アートの周辺 around the art

美術館、展覧会、作品、アーティスト… 私のアンテナに
引っかかるアートにまつわるもろもろを記してまいります。

春信一番!写楽二番!フィラデルフィア美術館浮世絵名品展

2015-12-06 | 展覧会

「春信一番!写楽二番!」のキャッチコピーが印象的で、浮世絵師の中でも春信がけっこう好きな私としては、見逃せない展覧会!いよいよ会期終了が迫った先日、あべのハルカス美術館を訪ねました。

アメリカ・フィラデルフィア美術館は、4000点以上の浮世絵作品を所蔵しているとのこと。錦絵誕生250年の記念の年に、そのコレクションから選りすぐりの作品約150点が里帰りしました。この美術館のエントランスに続く立派な階段は、そう、映画「ロッキー」の撮影舞台になったことでも有名です。

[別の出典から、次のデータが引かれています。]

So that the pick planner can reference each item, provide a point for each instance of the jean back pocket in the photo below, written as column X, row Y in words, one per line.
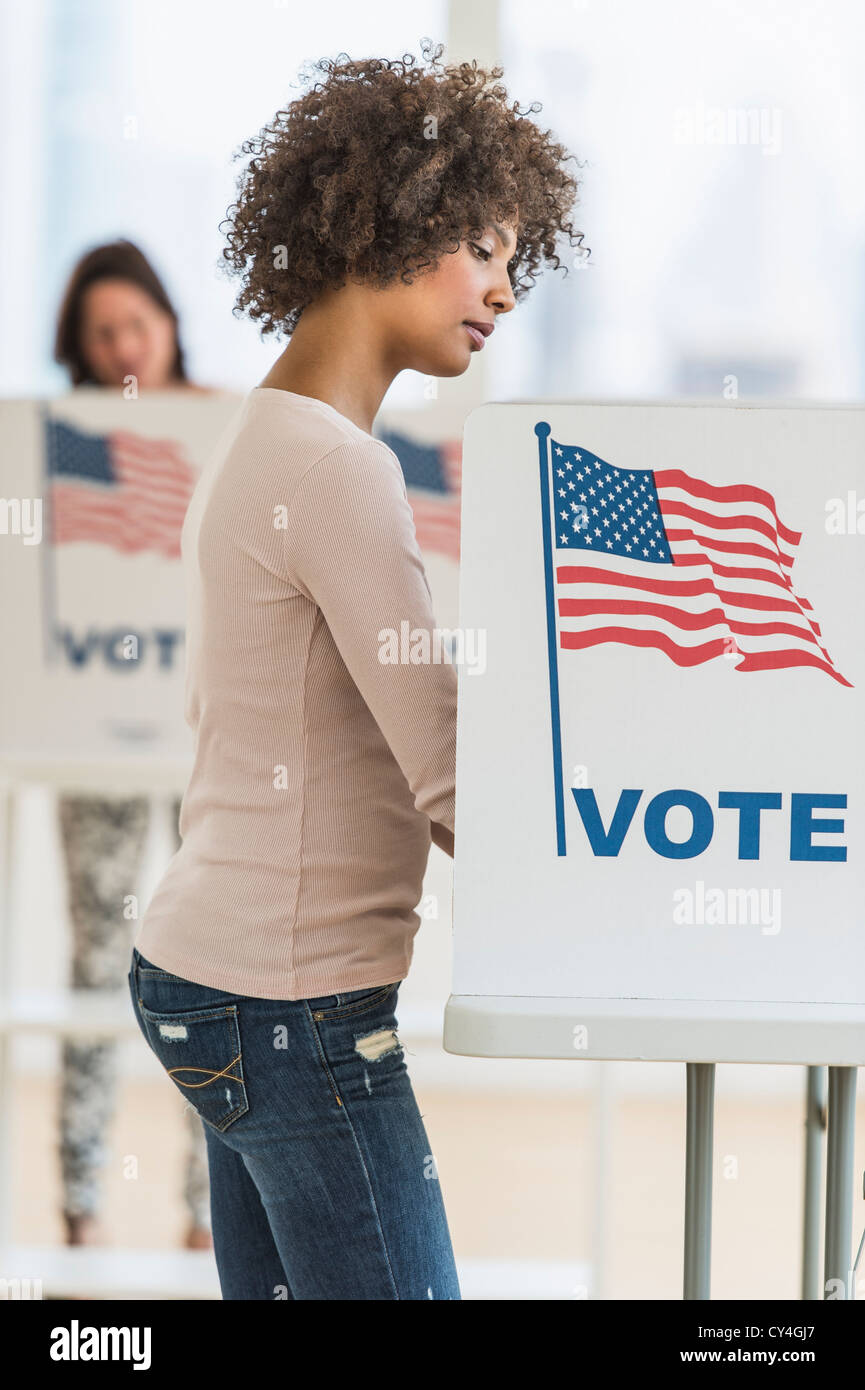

今、私たちが認識している色鮮やかな浮世絵とは、「錦絵」のこと。この多色摺り木版画が生まれる以前の、単色の墨摺りや、ポイント的に彩色を加えた紅摺り絵の作品等が、まず展示されていました。

そして錦絵誕生の立役者のひとり、鈴木春信の作品30点がずらり。あどけない表情がかわいらしい美人画のみならず、「水売り」や「そうめん干し」など、当時の風俗を描いた作品が珍しくておもしろかったです。春信の作品の中で一番素晴らしかったのは、「やつし芦葉達磨」という作品で、女性がまとっているピンク色の衣装が、黒色の縁取りをせず、模様と版の塗り重ねにより立体感を生み出しており、その画面の凹凸も美しかったし、何より、衣裳が風に吹かれる浮遊感みたいなものが、すごく表現されていて、驚きました。素晴らしかった!

次のコーナーでは、「錦絵の展開」と題し、鳥居清長、喜多川歌麿、そして東洲斎写楽の作品が展示されていました。歌麿の美人画は、やっぱり素敵だな~。そしてそれまで人物画といえば、着物も含めた全身像を描くのが当たり前だったところに、顔をアップにした大首絵が登場します。もちろん表情や頭髪の表現により繊細さが求められますし、迫力ありますよね。きっと人々の間で大人気になっただろうなあと想像できます。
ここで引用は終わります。